Actually, I think there was no problem whatsoever there. As a conservative, I absolutely supported the proposition that the government’s power must be limited, and held very strongly to the ideal that the government must prove its case against an accused rigorously and with precision before it could be permitted to deny liberty to that accused.
The vast majority of my client were not political activists, and didn’t really care what my political opinions were, nor was I there to raise their political consciousness. My job wasn’t to hang out with them on the weekends and discuss El socialismo y el hombre en Cuba. I was there to make sure that no matter what they had done to get them there, the Commonwealth of Virginia couldn’t run roughshod over their rights.
That is, to me, a mission very much in line with conservatism.
I believe that the actual aphorism is “Good cases make bad law.” Was your version intended to be ironic or an actual assertion? Because if both good and bad cases make bad law, then all we’re left with are the meh cases to rely on for development of jurisprudence.
“Great cases, like hard cases, make bad law.” Northern Securities Co. v. United States, 193 U.S. 197, 400 (1904) (Holmes, J., dissenting).
I agree with this. If no non-consenting or non-adult actual people are involved, I don’t care how disgusting or perverted the text or cartoon is.
I’m just not seeing it. I don’t think the founding fathers thought of child pornography when they wrote the first amendment, and I don’t see how it is political speech or how our freedoms would be curtailed by outlawing it.
Hell, 35-40 years ago, pornography in almost all forms was illegal. I’m not saying I agree with it, but I don’t see any constitutional issue. Yeah, I know that the courts disagree with me.
Fair enough, but do you want the possibility of Das Kapital being declared to be Communist pornography? I mean, given the way the statutes are interpreted with strong first-amendment protections, do you really want to see how ‘lacks artistic merit’ and ‘offends community standards’ get interpreted without them?
Because it neither breaks your bones nor picks your pocket.
The government doesn’t have the right to decide what you believe, be that religion or politics or sexuality. It does have the right to keep you from harming others (and arguably the right to keep you from harming yourself–though that’s debated variously.)
What’s different from enjoying a rape fantasy and enjoying a child sex fantasy? There’s a whole row of books in the book store targeted to women where rape fantasies are darned prevalent and yet last I looked, rape is every bit as illegal.

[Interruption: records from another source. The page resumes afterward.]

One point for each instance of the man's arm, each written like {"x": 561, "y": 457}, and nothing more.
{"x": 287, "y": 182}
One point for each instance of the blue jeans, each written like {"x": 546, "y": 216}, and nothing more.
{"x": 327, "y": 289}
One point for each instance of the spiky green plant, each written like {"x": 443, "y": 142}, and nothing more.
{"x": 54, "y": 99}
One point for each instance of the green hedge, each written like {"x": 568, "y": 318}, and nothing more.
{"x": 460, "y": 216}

Anal sex was prosecuted as sodomy–the same crime as you’re commiting if you fucked a goat–as was oral sex. Today oral and anal sex are quite easily seen within two seconds of Googling and no one bats an eye. We have a thread going right now about a 21 year old dating a 16 year old, and I don’t think anybody’s particularly worried that the 21 year old is a pedophile, so it seems like the 18 year old boundary is liable to move in the future. It could move down to 16 it could move down to 13–which is what mother nature thinks is alright. Personally, I doubt that mother nature is going to get her way any time in the next 100 years, but if it was legalized, to everyone in the nation, that’d be because it seemed natural and illogical to have it any other way, just as we’d find it illogical right now to forbid oral sex.
There’s no knowing what the future holds and saying that you know what the divine truth is, is a crock. If you can show that something actually, guaranteed, hurts someone, then yeah it falls under the purview of the law. But until that point, you’re just stepping on other people’s toes for no better reason than unfounded moral outrage.